Cradle Mountain National Park, TAS © Tourism Tasmania
Fun facts about Tasmanian Devils
Discover the myths, truths and totally wild trivia of these mysterious marsupials.
If a wolf howling at the moon sends shivers up your spine, wait until you hear a Tasmanian devil. In fact, the first Europeans to enter Tasmania imagined demons lurking in the bush when they heard the blood-curdling shrieks and growls. Hence being dubbed ‘devils’. It's now known that their various vocalisations (coughs, growls, snorts, sniffs, screeches and even sneezes) are designed to scare off other animals.
Tasmanian devils deliver the strongest bite-for-size of any mammal in the world! They can open their jaws up to 80 degrees and chomp down with enough brute force to crush bone. They have even been known to bite through metal, breaking the cages of livestock and other animals. Devils use their incredibly powerful jaws to consume game without any leftovers – they eat every part of their prey.
Like all marsupials, Tasmanian devils store fat in their tails, which thicken up like a human's waistline.

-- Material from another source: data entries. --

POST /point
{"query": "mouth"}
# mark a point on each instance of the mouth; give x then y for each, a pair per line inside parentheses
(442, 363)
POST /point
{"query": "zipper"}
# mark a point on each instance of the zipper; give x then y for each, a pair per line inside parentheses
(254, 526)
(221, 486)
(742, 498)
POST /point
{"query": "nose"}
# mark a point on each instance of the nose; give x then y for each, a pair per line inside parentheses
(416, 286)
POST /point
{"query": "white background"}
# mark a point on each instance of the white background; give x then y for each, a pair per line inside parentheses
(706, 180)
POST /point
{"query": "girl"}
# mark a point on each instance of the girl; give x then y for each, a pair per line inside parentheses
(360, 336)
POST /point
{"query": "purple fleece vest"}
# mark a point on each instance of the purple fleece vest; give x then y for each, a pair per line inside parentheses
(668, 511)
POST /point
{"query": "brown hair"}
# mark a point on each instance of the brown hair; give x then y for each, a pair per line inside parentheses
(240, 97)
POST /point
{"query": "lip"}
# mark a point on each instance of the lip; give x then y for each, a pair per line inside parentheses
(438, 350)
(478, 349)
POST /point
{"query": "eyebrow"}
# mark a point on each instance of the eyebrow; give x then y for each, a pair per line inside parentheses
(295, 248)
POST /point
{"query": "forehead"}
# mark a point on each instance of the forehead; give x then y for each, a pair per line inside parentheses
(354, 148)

A particularly plump tail is a sign of a healthy devil and, considering they can eat up to 40% of their bodyweight in one day, their tails can get mighty plump!
Tasmanian devils have a habit that takes eating in bed to a whole new level. They tend to nap inside a rotting carcass (called ‘carrion’) so they can wake up and continue eating. Though it may sound gruesome, by eating animal carcasses, Tassie devils actually help keep their ecosystem hygienic and free from maggots.

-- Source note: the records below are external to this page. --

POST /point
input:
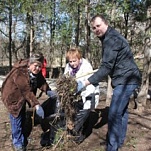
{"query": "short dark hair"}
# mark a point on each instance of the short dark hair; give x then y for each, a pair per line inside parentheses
(100, 16)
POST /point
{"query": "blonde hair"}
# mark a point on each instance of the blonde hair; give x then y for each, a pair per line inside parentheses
(36, 57)
(73, 52)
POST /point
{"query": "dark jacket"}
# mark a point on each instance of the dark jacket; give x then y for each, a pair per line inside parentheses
(117, 61)
(17, 89)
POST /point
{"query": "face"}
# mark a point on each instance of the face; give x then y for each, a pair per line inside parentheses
(35, 68)
(99, 27)
(74, 62)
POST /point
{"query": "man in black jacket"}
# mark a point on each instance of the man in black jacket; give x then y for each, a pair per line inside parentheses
(118, 63)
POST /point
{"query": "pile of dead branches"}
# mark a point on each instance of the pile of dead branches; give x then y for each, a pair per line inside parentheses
(66, 89)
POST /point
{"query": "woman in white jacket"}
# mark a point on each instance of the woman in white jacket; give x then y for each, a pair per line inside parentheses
(77, 66)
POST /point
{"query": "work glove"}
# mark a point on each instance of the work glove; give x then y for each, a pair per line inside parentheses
(81, 85)
(39, 111)
(52, 94)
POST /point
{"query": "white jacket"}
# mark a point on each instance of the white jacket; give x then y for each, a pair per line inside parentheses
(90, 89)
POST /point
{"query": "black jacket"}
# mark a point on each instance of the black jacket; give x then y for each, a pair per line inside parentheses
(117, 61)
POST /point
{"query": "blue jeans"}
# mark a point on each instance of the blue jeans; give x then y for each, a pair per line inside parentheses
(118, 116)
(17, 127)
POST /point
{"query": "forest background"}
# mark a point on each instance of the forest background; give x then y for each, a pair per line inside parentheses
(52, 26)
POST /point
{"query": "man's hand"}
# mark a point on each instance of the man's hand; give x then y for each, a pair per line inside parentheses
(52, 94)
(39, 111)
(81, 85)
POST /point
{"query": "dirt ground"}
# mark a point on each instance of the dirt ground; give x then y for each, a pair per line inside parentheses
(138, 133)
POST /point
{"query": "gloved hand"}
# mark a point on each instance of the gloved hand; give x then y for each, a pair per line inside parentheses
(52, 94)
(81, 85)
(39, 111)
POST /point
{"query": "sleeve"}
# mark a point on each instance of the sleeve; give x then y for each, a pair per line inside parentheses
(23, 85)
(110, 53)
(66, 69)
(42, 84)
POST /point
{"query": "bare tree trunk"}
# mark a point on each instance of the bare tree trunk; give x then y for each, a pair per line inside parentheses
(142, 96)
(10, 38)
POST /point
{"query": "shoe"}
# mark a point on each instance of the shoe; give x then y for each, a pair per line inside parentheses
(46, 140)
(79, 139)
(21, 148)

A mother Tassie devil gives birth to around 20-40 joeys at once. However, these joeys have to race to her pouch, which only has four teats. Talk about a hard start to life! The ones that make it will live in their mother’s pouch for roughly three months before they start to venture out on their own.
The Tasmanian devil has held this title for over 80 years. Their diet consists solely of meat, including birds, snakes and other mammals up to the size of small kangaroos, but they will also eat carrion. They put those tremendous jaws to good use, crushing and ravenously ingesting bones and all.

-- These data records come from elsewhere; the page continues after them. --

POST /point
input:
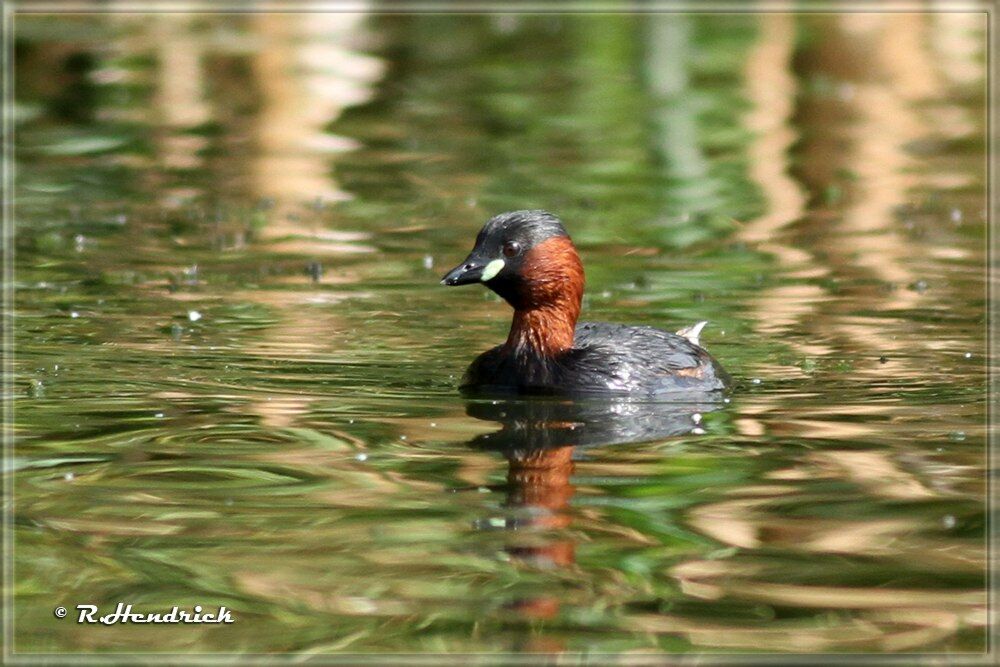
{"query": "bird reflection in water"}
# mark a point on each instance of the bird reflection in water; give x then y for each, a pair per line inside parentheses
(541, 438)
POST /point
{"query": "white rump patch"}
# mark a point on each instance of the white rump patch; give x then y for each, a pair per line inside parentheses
(692, 332)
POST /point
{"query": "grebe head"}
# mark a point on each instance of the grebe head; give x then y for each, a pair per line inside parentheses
(527, 258)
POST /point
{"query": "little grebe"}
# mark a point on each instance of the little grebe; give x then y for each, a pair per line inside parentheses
(528, 259)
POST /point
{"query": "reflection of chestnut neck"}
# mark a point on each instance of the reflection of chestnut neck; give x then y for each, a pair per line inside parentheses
(542, 479)
(548, 303)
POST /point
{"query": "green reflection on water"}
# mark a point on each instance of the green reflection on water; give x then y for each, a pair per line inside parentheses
(235, 370)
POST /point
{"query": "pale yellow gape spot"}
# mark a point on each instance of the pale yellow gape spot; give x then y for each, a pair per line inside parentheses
(492, 269)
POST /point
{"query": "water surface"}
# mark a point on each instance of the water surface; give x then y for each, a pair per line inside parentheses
(235, 373)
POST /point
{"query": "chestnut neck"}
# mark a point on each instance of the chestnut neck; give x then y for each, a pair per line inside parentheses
(545, 316)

Tasmanian devils are very timid and don't normally pose a danger to people unless they are attacked or trapped. However, when they do feel threatened, they do strange ‘yawns’, showcasing their sharp teeth. While this looks quite fierce, it is actually more a display of fear and anxiety than aggression.
Younger Tasmanian devils are more agile than older ones, even to the point of being able to climb trees. This adaptation is useful as adult devils have been known to eat younger ones if they are very hungry, and climbing allows them to escape. Tasmanian devils are also incredible swimmers and can run at 24km per hour (15mi per hour) for up to an hour!
Tasmanian devils have been considered an endangered species since 2008; one of the primary causes of death is being hit by cars when they attempt to retrieve roadkill. In addition, a serious disease has affected some populations. The only known contagious cancer, this disease causes tumors to build up in affected animals' mouths, which stops them from eating. Tens of thousands of Tasmanian devils have died since the disease appeared in the late 90s.
Through the program #DevilComeback, the conservation group Aussie Ark is reintroducing devils to the Australian mainland, where they have not lived for over 3,000 years. The reintroduction plan will see them thrive and breed in an area free from the contagious cancer that has affected so much of the Tasmanian population of devils.